Ensure the people in your organisation have access to the appropriate data and understad company policies and how to handle and use that data. The onus is on you as the company to train staff, so that everyone understands how to use and treat people’s personal data.
Complete a Risk Register and Data Audit to understand your potential risk in breaches of security - be that through cyber or physical abuse.

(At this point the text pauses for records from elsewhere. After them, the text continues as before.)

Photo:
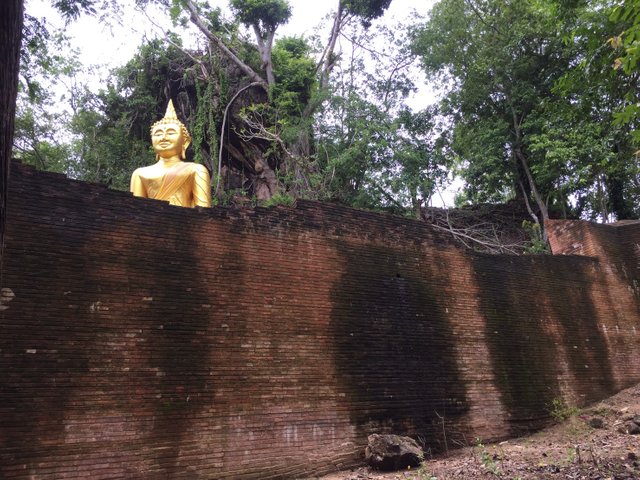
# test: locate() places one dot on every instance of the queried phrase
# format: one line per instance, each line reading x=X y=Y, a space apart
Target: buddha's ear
x=185 y=145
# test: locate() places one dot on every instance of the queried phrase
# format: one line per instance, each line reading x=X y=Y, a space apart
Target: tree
x=374 y=152
x=264 y=17
x=11 y=18
x=504 y=63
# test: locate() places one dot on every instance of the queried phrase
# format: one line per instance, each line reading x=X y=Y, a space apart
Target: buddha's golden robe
x=184 y=184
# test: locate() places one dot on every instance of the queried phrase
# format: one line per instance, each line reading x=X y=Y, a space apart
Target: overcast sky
x=115 y=44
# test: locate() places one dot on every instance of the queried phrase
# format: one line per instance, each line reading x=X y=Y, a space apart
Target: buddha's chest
x=174 y=185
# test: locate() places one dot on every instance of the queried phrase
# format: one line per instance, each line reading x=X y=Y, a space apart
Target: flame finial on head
x=171 y=117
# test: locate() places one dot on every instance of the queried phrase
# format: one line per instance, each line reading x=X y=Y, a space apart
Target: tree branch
x=197 y=21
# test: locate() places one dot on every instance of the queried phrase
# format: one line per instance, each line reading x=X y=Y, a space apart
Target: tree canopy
x=538 y=104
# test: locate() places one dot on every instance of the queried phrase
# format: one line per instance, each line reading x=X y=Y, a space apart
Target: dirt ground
x=587 y=446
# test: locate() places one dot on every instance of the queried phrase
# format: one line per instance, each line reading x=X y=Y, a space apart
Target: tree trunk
x=11 y=17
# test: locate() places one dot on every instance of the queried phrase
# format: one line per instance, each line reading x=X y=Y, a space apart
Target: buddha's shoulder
x=144 y=171
x=197 y=167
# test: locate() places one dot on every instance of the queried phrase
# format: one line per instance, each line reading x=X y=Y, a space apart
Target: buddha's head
x=169 y=136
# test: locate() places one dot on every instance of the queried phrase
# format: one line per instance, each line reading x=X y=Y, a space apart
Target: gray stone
x=392 y=452
x=631 y=428
x=596 y=422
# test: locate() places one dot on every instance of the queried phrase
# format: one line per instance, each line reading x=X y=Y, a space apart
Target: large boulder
x=392 y=452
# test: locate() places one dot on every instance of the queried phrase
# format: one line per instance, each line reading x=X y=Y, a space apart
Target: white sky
x=109 y=45
x=113 y=45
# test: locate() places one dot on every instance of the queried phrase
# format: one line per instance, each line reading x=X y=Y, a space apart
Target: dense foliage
x=539 y=105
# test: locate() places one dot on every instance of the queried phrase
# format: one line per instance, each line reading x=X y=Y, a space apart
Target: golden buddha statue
x=185 y=184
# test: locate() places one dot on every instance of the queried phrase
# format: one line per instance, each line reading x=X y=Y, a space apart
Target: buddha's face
x=168 y=141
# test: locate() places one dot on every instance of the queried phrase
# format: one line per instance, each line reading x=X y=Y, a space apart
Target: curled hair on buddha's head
x=171 y=117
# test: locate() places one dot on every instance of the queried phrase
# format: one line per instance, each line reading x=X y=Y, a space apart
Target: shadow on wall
x=177 y=346
x=528 y=309
x=394 y=350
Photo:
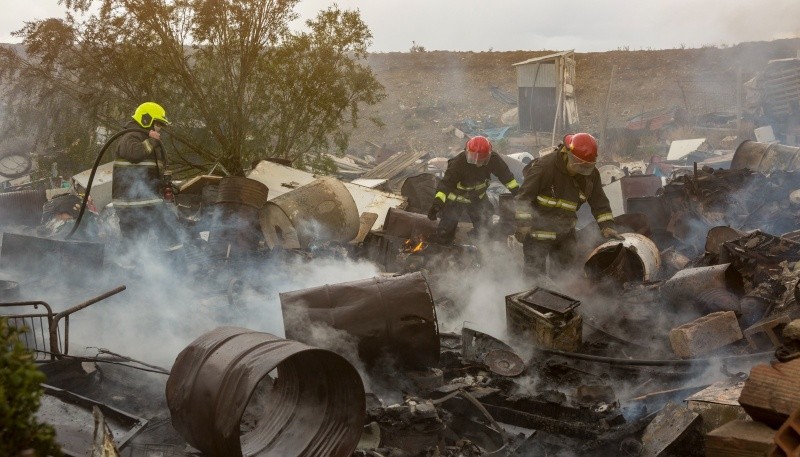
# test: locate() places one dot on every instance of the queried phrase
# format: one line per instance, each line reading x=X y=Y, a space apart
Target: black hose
x=91 y=177
x=646 y=362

Consider your brand as the most important part:
Is it worth jeopardising to reach potential contacts? What is the likelihood of that person complaining or even involving the ICO? Have you added your data protection mandate to your websites policies and procedures document? Is this document in an easy place to view and access? Is it in plain English and able to be understood?
Before you contact someone, do you have a legitimate business interest in contacting them? Are you keeping data and not using it? If you no longer require the data, you must destroy it securely. Have you ensured that certain steps have been taken to train, secure and limit any exposure of your data?
The ICO has a self-assessment online tool for your current levels of protection to ensure you are GDPR compliant as soon as possible. The results are eye-opening.
For an ICO guide on what steps you need to take now, please click and download the PDF from here.
More information on this Digital Tuesday event can be found here.
Disclaimer: This post is based off of Paul's understanding of GDPR and EU data privacy. It is not legal advice but provides background information to help you better understand some important points.